40:ラブレターをしたためてみました

 たったったっと廊下を走る。

 この砦には学校みたいに『廊下を走るな』という決まりはない。

 みんなの反射神経がいいためか、ぶつかりそうになっても避けてくれる。

 もちろん私もそこまで全速力で走ったりはしないけどね。


 とにかく私は急いでいるわけです。

 いいことを思いついたから、早く実行したくて。

 早く結果を確認したくて、隊長さんの部屋へと向かっている。


「たいちょーさん! たいちょーさん!」


 いつものごとくノックもせずに隊長さんの私室の扉を開く。

 足音だけで私だとわかっていたのか、執務机に座った隊長さんは顔をあげていた。

 私は足早に隊長さんに近づいていく。


「なんだ」

「これ、読んでください!」


 そう言いながら、私は手にしていたものを隊長さんに差し出した。

 それは、中が見えないようにと四つ折りにした紙。

 この世界も元の世界と同じくらい製紙技術が発達している。

 正確には同じ技術なのかはわからないけど、少なくとも簡単に紙を手に入れることができる。

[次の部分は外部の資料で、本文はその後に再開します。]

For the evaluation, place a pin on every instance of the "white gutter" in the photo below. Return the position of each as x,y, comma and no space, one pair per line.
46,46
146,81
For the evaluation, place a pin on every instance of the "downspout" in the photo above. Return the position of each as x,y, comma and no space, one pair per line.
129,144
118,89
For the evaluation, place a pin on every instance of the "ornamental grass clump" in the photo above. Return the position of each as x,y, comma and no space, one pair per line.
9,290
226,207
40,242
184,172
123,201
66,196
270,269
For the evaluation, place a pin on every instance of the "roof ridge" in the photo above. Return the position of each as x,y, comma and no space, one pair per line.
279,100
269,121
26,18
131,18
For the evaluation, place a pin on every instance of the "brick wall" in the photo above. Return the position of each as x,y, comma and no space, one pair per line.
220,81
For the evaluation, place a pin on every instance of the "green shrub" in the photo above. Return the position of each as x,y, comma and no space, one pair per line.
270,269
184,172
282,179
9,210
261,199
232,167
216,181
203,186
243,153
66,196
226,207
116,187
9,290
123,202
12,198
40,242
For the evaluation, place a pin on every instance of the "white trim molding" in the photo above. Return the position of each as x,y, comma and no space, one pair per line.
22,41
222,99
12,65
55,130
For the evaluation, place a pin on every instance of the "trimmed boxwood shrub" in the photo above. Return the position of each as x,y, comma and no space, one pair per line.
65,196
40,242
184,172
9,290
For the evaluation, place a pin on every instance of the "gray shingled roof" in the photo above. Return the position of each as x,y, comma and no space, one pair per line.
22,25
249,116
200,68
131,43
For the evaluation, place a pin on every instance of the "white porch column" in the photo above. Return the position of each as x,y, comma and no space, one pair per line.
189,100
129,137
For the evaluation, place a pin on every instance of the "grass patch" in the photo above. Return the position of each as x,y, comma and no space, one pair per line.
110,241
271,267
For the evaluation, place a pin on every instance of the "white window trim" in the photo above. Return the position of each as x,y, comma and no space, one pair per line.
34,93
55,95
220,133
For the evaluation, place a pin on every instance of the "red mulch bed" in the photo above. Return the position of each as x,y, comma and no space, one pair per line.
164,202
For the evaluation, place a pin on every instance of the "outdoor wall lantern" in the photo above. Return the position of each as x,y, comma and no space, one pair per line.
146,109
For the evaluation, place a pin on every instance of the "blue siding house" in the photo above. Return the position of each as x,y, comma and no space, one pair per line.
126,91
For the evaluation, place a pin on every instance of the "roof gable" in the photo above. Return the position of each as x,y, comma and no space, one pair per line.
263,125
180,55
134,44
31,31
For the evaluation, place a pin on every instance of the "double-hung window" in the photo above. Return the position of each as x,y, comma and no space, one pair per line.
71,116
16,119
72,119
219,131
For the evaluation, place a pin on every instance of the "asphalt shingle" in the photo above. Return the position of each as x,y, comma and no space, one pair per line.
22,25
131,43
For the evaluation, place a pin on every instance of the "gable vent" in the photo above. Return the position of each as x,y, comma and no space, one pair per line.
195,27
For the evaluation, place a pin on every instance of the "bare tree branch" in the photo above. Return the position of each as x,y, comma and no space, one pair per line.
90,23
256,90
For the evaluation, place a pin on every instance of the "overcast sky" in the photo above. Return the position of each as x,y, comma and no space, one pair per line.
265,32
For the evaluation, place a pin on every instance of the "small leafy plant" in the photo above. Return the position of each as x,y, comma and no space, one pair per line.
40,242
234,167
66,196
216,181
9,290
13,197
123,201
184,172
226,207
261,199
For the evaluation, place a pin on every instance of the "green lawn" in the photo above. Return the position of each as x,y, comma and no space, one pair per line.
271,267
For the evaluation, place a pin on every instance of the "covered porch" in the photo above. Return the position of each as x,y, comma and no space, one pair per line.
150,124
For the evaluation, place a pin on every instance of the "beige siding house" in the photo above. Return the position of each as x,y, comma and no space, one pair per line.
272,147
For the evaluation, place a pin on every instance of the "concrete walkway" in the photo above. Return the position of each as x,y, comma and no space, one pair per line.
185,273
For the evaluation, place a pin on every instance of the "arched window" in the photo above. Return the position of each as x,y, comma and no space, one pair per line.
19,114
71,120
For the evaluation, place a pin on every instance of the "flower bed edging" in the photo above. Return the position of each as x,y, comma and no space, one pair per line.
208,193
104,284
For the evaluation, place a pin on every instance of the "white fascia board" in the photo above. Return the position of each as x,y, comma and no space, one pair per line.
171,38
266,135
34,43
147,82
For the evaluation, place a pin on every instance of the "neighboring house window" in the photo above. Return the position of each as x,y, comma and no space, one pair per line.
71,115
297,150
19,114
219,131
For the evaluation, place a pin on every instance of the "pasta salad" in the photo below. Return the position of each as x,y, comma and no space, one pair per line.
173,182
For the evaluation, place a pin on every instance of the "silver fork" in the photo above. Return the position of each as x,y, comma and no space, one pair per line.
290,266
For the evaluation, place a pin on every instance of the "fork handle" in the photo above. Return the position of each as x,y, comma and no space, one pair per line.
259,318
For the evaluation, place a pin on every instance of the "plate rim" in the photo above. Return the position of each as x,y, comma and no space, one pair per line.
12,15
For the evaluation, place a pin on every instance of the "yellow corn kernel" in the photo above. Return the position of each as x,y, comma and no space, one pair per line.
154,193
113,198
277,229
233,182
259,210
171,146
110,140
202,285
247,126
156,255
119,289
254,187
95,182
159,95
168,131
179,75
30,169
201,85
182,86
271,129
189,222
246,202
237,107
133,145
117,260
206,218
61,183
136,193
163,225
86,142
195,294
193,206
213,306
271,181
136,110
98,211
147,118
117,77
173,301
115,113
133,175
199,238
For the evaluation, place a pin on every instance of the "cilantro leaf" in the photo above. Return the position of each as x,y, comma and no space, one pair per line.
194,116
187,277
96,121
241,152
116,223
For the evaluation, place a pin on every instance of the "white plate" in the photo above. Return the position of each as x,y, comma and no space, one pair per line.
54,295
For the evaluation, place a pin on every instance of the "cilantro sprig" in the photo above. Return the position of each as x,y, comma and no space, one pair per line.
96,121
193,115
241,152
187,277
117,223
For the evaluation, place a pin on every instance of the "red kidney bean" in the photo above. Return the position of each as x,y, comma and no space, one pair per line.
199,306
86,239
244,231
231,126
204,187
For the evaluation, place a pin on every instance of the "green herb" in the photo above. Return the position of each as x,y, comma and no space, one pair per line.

 だからこんな、王都から遠い砦の下っ端使用人の私でも、書き心地のいい薄い紙を使えるというわけ。


「手習いか」


 隊長さんはすぐにそれがなんなのか思い至ったようだ。

 そう、私は今、文字を書く練習をしている。

 私の中にいる精霊のおかげで、私はこの世界の言葉を理解できるし、私の話した言葉を相手も理解できるようになっている。

 それは精霊の力で聞く言葉も話す言葉も変換してくれているから、ということらしい。

 だから私は、この国以外の言葉もちゃんと聞き取れるんだって。精霊の護り人はそういうものだって隊長さんが教えてくれた。


 さて、ここで問題がある。会話には困らない。じゃあ、読み書きは?

 文字を読むことができるのは、最初の一週間でたくさん本を読んだからわかっている。ちなみに今も小隊長さんから恋愛小説を借りていたりするけど、仕事しているから読むスピードはだいぶ落ちた。というのは蛇足だね。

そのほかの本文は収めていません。